Robert Miller, county director of animal services, told supervisors he did not believe the fee increase would turn many would-be pet owners away.

"I think $10 is a pretty minimal fee," Miller said.

Ehrlich agreed.

"That's cheap," she said after the meeting. "Most of the vets charge $40 to $50 for a microchip." She said it was her opinion that if someone could not afford the proposed adoption fee, they should not be taking a pet home in the first place.

"If they can't afford $30 for a cat, then they can't afford to pay vet bills," Ehrlich said.

Other panel recommendations call on the county to:

Hire a second full-time veterinarian.

Buy and staff a spay-neuter mobile clinic.

Operate spay-neuter clinics seven days a week, because many owners do not have time to bring their pets in to be altered during the work week.

Establish a spay-neuter voucher program.

Open county shelters on Sunday to increase adoptions.

Build a better rapport with animal rescue groups and waive the $5-per-animal fee they are charged to pick up cats from county shelters.

Boost the animal services budget and hire more shelter staff.

Expand educational programs that talk about the pet overpopulation problem.

Miller told supervisors he intends to institute all the recommendations during the coming weeks and months.

In a related matter, the county accepted a report from a task force that reviewed recommendations submitted last summer by the Humane Society of United States. The society was called in by supervisors to conduct an audit of the county's Riverside shelter following public outcry about poor conditions. The recommendations outlined ways to make the shelter cleaner and more disease-free for animals, as well as easier for the public to use. The task force's report suggests the shelter is on pace to do most of the ideas.

Laura's Babies
04-22-2005, 12:11 PM
That micro chipping is a great idea! The shelters would have to check each one that comes in a strays but that takes only moments to do and could save so MANY lives.. It would also keep people from dumping pets they no longer want. I wish that would happen worldwide!!

04-22-2005, 12:17 PM
That is an excellent idea,as The Found Cats,were micro chipped,three years ago,afte the Moose,gaveme a scare,after disappearing,for two months.And Scrappy 2,is automatically,done,at adoption.That will certainly,help,with responsible Pet Guardians,but sadly,there will always be those,who dont care,and get tired,of thier Pets.But if taht saves Pets Lives,I am all,for it!

Micro Chipped Michael.

04-22-2005, 12:26 PM
Originally posted by Laura's Babies
That micro chipping is a great idea!
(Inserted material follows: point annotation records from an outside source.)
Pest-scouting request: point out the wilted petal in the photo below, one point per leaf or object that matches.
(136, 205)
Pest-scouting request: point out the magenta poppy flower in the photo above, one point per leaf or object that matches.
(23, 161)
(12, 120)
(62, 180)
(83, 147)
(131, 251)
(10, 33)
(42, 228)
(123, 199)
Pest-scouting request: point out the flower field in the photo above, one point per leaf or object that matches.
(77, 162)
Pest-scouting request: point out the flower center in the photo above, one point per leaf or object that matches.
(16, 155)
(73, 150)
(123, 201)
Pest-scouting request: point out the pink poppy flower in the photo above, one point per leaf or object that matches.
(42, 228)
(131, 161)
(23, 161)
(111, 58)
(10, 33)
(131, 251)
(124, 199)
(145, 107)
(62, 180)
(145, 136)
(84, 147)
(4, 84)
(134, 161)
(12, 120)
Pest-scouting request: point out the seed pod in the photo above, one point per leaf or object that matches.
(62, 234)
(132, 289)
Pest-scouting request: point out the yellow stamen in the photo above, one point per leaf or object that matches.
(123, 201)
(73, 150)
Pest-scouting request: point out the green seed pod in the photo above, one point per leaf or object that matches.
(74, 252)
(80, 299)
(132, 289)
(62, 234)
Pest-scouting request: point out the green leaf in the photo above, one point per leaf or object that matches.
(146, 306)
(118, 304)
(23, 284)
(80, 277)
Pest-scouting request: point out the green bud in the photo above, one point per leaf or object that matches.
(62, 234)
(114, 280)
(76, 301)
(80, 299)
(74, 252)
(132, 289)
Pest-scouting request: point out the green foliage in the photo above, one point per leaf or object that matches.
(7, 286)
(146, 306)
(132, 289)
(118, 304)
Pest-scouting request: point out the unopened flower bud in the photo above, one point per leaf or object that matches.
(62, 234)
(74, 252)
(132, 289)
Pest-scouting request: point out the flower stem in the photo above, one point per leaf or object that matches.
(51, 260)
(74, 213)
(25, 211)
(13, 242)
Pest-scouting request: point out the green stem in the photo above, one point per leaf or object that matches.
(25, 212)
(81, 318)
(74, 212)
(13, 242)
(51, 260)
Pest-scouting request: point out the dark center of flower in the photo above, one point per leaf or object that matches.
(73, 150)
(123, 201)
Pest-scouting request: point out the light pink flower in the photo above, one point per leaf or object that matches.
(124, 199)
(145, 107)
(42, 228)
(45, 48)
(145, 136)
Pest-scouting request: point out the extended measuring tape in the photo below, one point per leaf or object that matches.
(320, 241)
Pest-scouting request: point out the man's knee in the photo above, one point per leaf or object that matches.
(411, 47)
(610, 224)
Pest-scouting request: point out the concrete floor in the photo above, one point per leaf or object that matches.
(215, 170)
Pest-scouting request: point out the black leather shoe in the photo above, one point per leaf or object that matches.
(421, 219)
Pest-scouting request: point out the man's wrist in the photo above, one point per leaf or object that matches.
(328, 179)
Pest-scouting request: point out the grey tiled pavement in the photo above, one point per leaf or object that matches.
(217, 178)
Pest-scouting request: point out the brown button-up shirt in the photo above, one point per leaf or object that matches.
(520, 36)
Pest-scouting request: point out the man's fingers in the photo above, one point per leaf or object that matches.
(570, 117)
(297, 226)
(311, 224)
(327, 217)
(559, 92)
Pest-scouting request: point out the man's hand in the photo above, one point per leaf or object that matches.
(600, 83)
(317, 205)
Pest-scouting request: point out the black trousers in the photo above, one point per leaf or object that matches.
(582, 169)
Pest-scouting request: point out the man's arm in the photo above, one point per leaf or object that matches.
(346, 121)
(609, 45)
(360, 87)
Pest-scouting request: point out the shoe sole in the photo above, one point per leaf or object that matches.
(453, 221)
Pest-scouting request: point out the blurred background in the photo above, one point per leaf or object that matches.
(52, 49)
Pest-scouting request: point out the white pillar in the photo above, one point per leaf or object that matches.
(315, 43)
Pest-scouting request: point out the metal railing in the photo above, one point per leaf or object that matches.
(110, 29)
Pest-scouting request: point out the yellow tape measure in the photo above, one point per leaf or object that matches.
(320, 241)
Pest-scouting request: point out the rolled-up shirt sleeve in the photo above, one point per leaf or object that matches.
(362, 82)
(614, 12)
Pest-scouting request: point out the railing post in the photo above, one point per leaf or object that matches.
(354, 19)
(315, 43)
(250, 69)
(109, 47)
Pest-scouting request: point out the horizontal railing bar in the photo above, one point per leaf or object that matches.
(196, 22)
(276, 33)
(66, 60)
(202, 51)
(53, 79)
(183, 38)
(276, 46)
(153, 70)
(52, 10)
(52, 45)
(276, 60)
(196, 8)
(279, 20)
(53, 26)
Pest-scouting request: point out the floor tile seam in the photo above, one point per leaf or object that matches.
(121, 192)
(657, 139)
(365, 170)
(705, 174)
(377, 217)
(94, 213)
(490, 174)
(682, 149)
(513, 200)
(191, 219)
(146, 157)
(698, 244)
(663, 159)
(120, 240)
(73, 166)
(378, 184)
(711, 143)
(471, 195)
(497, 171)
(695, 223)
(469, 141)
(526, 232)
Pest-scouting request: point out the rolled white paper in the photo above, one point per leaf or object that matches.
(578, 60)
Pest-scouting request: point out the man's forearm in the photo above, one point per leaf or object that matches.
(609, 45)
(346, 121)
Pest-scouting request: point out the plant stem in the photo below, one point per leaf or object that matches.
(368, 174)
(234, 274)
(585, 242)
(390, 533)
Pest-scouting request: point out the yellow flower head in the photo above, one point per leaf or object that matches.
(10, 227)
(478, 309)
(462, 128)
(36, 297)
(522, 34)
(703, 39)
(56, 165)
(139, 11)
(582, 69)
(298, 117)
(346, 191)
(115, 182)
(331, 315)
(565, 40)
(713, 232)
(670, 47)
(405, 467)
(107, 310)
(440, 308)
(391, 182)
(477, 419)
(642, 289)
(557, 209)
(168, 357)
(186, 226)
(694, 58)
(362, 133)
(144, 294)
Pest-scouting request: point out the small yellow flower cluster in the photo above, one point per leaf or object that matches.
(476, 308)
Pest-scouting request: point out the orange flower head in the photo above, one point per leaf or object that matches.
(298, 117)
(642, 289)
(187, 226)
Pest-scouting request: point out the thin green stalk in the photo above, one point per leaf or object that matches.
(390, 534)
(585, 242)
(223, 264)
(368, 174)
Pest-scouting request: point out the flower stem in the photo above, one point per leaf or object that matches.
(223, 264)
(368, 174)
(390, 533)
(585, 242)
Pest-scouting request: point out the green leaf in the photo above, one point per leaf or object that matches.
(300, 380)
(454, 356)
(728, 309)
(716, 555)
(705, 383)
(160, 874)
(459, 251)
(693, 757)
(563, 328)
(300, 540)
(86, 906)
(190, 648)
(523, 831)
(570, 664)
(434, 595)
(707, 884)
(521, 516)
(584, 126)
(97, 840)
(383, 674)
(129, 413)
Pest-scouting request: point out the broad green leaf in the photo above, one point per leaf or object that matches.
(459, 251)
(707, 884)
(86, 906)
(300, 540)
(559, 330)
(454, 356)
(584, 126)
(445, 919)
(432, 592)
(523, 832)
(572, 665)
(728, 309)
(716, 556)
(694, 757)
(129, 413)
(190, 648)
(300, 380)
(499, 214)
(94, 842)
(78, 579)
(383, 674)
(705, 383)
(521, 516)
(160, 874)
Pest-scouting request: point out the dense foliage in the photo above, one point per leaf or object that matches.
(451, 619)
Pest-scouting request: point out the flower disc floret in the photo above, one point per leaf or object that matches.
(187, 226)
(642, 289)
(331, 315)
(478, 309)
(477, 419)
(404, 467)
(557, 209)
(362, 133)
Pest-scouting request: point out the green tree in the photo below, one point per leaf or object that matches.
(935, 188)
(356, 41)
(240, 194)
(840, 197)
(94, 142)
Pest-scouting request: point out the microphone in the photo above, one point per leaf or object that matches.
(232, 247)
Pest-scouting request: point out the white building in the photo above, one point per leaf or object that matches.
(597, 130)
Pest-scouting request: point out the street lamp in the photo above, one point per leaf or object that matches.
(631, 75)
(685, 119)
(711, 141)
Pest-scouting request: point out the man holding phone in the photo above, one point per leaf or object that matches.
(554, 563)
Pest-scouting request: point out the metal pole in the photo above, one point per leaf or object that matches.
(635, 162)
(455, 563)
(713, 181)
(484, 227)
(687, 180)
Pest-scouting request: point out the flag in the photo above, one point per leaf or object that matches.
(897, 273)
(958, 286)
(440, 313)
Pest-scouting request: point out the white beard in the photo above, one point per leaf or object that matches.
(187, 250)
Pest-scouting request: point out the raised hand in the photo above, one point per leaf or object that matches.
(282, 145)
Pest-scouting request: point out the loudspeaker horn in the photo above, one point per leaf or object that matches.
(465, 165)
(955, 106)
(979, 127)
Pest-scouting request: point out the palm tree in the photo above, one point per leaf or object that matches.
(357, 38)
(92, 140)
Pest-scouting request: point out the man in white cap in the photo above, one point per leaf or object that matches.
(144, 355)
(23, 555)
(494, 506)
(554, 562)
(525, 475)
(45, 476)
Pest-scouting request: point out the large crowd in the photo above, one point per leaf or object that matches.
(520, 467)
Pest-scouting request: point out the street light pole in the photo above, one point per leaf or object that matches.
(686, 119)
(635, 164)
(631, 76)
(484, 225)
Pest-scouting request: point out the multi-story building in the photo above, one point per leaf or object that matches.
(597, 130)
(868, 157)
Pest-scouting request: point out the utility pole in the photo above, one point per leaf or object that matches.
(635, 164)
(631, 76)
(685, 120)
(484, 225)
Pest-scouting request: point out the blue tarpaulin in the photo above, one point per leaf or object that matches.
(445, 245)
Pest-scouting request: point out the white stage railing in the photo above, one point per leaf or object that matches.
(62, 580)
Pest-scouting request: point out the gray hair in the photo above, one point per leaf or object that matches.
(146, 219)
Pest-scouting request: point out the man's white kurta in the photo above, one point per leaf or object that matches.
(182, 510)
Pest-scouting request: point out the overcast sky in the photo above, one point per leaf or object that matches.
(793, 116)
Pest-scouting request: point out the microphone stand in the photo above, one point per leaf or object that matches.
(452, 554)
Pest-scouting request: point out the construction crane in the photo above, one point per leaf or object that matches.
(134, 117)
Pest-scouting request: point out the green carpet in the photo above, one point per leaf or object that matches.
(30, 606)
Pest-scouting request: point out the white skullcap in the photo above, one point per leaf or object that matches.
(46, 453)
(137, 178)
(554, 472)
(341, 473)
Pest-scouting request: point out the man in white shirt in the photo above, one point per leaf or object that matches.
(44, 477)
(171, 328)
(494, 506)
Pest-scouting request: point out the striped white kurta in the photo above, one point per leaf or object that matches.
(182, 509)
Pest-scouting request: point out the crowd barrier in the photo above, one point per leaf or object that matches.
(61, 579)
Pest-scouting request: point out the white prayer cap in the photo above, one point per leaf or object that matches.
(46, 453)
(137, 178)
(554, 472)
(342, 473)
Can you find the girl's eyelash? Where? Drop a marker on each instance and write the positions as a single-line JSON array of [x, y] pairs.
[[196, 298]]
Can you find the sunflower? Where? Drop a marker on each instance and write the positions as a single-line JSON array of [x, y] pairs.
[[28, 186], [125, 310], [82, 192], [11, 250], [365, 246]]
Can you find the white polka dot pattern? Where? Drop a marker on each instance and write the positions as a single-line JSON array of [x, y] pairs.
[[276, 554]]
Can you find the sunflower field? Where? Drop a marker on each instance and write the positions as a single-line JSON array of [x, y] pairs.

The shelters would have to check each one that comes in a strays but that takes only moments to do and could save so MANY lives.. It would also keep people from dumping pets they no longer want. I wish that would happen worldwide!!
I agree that microchipping can save lives. ;) Would you believe Kirby's microchipped? :confused: :D He came all too close to losing his life too, if the shelter hadn't decided to let me adopt the sweet boy. I still think about his sister who looked just like my Sweet Pea. :( Gary, I'm sure it gives you piece of mind to know your Found Cats are protected like that. ;) :)

04-22-2005, 06:39 PM
All of our cats are chipped, and our Vet doesn't charge a penny.

04-23-2005, 01:48 PM
If Kuhio had been microchipped, she would probably be home right now. As it was, we did not find out that she was at the shelter until the day after she was put to sleep. It's hard to forgive ourselves for not finding her in time. When I think of her alone and scared those last 3 days of her life, it just breaks my heart. She deserved better. They all do.